I was careless to bring in the subject of citizenship, which is a fairly modern concept. There is no necessary, but-for connection between attitudes towards
 dual nationality and ethnic diversity.  I might point out that India does not give full citizenship rights to overseas Indians.
 
   
Regards,Hilary 
   
   
   
   
   
From: koreanstudies-bounces at koreaweb.ws [mailto:koreanstudies-bounces at koreaweb.ws]
On Behalf Of abbie.miyabi Yamamoto

Sent: Sunday, October 02, 2011 10:47 PM

To: Korean Studies Discussion List

Subject: Re: [KS] Korea & ethnic purity 
   

Dear Professor Josephs, 



Korea's law regarding dual citizenship has recently changed. Now under limited circumstances, dual (or multiple) citizenship is allowed. Japan officially still does not recognize dual citizenship for adults over 22 or those past two years of obtaining foreign
 nationality although the law is not strictly enforced.



Yours, 

Miyabi Yamamoto 

2011/10/2 Hilary K Josephs <hkjoseph at law.syr.edu> 



Dear colleagues: 


  


Based on previous discussion of the presence of "foreigners" (including ethnic Chinese) in Korea, would it be safe to infer that Koreans are just as ethnocentric
 as the Japanese?
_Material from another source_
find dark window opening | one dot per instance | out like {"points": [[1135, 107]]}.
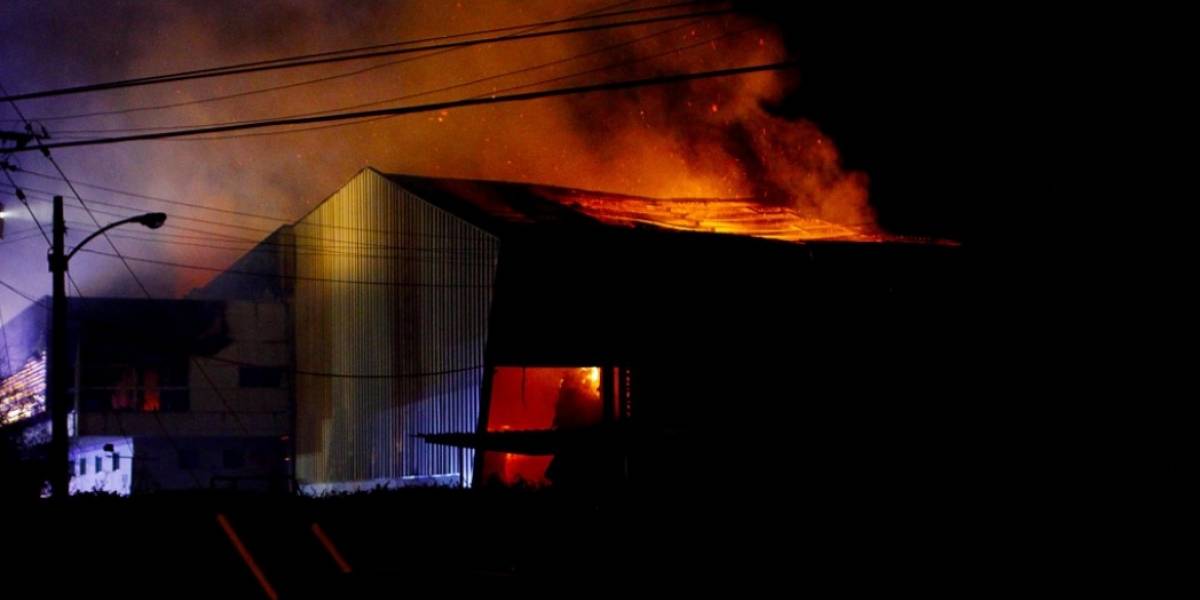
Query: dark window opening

May one also infer that most of the ethnic Korean population in Japan came to the country involuntarily? By involuntarily I mean forcible removal, not in search of better economic opportunities. As I recall, Korea, like Japan, is a country
 which does not recognize dual nationality for its citizens, in other words, if you obtain nationality elsewhere, your Korean nationality is automatically revoked.